In contrast, SuSE only has about 390 employees but has been picking up market share both from new Linux converts and from the Red Hat installed base. The company also has significant partnerships in place, major sales initiatives under way and a reputation for fair dealing that has given it tremendous customer and developer loyalty. Its owners, however, sold the company for only $210 million — less than 12 percent of Red Hat’s market cap.
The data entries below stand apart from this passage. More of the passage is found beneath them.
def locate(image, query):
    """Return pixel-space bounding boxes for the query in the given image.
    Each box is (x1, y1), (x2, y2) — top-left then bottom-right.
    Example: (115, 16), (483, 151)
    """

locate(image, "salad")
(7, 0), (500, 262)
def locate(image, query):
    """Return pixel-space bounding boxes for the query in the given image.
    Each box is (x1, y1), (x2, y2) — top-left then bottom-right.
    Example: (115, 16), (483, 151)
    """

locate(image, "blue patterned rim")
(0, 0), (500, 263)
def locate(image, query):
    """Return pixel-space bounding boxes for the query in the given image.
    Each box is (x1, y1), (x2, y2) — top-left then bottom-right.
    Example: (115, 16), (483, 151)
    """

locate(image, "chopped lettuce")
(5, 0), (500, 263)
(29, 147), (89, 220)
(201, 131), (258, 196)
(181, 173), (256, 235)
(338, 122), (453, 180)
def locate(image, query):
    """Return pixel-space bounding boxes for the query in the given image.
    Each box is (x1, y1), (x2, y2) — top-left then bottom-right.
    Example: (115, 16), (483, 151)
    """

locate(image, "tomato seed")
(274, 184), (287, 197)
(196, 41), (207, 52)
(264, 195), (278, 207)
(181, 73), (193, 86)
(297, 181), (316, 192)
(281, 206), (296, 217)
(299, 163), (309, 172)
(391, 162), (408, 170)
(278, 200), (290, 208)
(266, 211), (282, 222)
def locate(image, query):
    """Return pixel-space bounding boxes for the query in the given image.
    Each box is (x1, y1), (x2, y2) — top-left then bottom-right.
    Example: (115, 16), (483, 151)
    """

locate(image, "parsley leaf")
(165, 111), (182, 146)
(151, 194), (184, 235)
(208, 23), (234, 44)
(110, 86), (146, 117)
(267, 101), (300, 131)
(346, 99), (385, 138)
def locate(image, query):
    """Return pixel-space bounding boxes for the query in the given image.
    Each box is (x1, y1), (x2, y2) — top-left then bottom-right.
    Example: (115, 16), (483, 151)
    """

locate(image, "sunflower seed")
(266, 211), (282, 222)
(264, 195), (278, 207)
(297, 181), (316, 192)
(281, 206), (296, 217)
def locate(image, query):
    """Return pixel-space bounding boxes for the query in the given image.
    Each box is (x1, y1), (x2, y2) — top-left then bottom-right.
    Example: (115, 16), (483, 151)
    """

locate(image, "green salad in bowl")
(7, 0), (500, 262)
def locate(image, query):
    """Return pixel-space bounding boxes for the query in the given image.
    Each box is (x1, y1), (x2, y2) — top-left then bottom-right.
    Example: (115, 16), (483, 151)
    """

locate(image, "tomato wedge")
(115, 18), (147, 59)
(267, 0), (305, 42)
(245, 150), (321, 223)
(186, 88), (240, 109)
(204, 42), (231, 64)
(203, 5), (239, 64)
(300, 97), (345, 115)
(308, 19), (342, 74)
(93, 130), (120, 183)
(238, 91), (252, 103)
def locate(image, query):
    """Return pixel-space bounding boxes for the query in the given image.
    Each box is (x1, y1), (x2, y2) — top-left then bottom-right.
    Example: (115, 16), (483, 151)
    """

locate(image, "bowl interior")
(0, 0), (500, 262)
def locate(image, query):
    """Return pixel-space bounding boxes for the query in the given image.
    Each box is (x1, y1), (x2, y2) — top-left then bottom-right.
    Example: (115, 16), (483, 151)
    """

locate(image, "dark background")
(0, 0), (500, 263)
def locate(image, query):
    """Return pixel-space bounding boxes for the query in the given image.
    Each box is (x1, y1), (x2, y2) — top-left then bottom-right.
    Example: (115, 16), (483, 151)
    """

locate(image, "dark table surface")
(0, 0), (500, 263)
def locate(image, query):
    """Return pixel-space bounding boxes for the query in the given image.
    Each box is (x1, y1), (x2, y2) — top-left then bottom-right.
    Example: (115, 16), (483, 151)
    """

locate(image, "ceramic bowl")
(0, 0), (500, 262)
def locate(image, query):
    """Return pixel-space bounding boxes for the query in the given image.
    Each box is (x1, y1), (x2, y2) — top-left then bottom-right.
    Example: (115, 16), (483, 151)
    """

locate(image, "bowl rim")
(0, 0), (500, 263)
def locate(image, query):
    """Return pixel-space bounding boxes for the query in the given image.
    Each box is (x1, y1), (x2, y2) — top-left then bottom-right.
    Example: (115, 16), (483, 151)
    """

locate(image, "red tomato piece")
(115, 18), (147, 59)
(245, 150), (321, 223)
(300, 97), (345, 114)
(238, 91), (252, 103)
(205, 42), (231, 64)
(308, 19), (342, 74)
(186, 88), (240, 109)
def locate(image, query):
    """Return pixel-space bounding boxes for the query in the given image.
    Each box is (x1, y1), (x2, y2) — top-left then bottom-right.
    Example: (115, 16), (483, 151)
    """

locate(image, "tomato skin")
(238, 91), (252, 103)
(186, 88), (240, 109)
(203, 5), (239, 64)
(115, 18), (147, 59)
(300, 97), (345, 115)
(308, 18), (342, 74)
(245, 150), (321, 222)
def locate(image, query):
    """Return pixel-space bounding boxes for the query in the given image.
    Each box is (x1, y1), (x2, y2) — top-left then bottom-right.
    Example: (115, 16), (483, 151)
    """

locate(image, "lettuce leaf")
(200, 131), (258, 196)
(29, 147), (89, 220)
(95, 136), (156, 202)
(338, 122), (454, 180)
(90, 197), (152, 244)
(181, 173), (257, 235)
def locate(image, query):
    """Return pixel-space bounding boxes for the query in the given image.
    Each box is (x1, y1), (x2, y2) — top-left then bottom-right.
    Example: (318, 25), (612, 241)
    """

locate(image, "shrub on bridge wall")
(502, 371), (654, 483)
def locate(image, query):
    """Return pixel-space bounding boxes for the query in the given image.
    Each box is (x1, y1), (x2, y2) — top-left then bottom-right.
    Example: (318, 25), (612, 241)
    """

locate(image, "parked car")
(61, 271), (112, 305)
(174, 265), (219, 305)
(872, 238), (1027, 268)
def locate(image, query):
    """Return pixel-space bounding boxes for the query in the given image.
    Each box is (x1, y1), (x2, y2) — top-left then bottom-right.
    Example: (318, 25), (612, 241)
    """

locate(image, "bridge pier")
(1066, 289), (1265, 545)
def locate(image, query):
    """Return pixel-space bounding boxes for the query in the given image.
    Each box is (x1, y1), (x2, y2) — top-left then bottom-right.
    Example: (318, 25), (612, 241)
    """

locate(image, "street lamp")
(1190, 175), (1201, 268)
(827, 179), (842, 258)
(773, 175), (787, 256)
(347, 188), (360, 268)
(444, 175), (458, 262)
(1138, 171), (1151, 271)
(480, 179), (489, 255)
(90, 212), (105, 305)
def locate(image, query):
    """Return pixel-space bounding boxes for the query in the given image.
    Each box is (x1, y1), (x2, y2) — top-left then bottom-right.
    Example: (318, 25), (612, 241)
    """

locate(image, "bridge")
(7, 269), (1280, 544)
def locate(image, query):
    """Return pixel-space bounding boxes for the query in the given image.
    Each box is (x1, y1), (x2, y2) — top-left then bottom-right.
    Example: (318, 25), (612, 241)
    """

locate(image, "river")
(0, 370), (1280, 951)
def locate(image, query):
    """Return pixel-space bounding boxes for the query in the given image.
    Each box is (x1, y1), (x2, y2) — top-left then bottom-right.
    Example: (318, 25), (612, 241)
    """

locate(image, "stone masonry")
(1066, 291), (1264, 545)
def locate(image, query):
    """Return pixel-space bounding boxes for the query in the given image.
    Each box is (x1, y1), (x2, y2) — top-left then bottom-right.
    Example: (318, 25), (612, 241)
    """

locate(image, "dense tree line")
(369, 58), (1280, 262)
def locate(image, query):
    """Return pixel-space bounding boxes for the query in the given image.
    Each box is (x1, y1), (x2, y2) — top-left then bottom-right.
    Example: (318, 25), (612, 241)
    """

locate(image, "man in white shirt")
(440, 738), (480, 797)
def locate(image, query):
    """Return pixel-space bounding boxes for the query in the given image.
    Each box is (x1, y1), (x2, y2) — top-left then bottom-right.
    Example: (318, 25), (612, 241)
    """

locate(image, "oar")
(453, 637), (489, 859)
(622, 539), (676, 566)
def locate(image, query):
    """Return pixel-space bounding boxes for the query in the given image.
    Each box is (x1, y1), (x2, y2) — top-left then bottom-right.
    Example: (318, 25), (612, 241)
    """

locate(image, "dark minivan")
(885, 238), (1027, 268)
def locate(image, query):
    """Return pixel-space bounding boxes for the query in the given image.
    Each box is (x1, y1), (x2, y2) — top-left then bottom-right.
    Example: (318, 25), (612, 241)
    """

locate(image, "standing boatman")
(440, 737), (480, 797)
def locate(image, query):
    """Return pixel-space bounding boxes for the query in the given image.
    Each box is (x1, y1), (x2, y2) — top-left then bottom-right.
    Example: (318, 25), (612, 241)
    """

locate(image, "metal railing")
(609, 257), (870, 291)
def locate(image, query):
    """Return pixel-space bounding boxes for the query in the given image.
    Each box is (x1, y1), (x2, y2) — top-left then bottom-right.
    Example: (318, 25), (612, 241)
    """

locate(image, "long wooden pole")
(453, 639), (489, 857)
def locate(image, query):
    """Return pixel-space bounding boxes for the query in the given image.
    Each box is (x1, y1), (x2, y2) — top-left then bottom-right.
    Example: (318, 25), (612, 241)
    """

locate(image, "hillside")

Given present management, known product quality and the build-up SuSE has been getting in the European press, it’s difficult to see how an IPO, whether treated as German or pan-European, wouldn’t have netted five times that amount despite the bubble death of Frankfort’s Neuer Markt and the German institutional preference for large, traditional companies run by the scions of noble, or at least rich, families.
Conspiracy Theorists Listen Up
Equally interestingly, you have to be a conspiracy theorist not to see IBM’s board ante — the $50 million new investment in Novell — as anything but defensive, meaning that SuSE’s closest business partner didn’t see this coming in time to prepare a better contingency plan. That, of course, would be odd under any circumstances, but what makes it truly weird is the strong rumor that Sun turned down the deal before Novell got into the picture. If that is true, the deal cannot have come as a surprise to IBM.
So why did the owners sell SuSE to an American company for considerably less than it seems to be worth, while sending their premier partner scrambling for continuation cover?
One idea, which will appeal to the conspiracy minded, is that IBM could be getting ready to use SuSE as a scapegoat in the SCO lawsuit, saying it is the primary vector through which AIX source got into the Linux development tree. In that situation, Sun certainly — and Novell probably — has the AT&T rights needed to provide cover, except possibly for Lucent and Avaya, neither of which would likely be interested. A Sun decision to turn down an invitation to buy SuSE would therefore produce a fire sale to Novell.
It seems far-fetched, and, as I said, I don’t know. But I’m quite sure that we’ll all eventually be smacking ourselves upside the head and wishing we’d seen “the obvious” at the time this happened.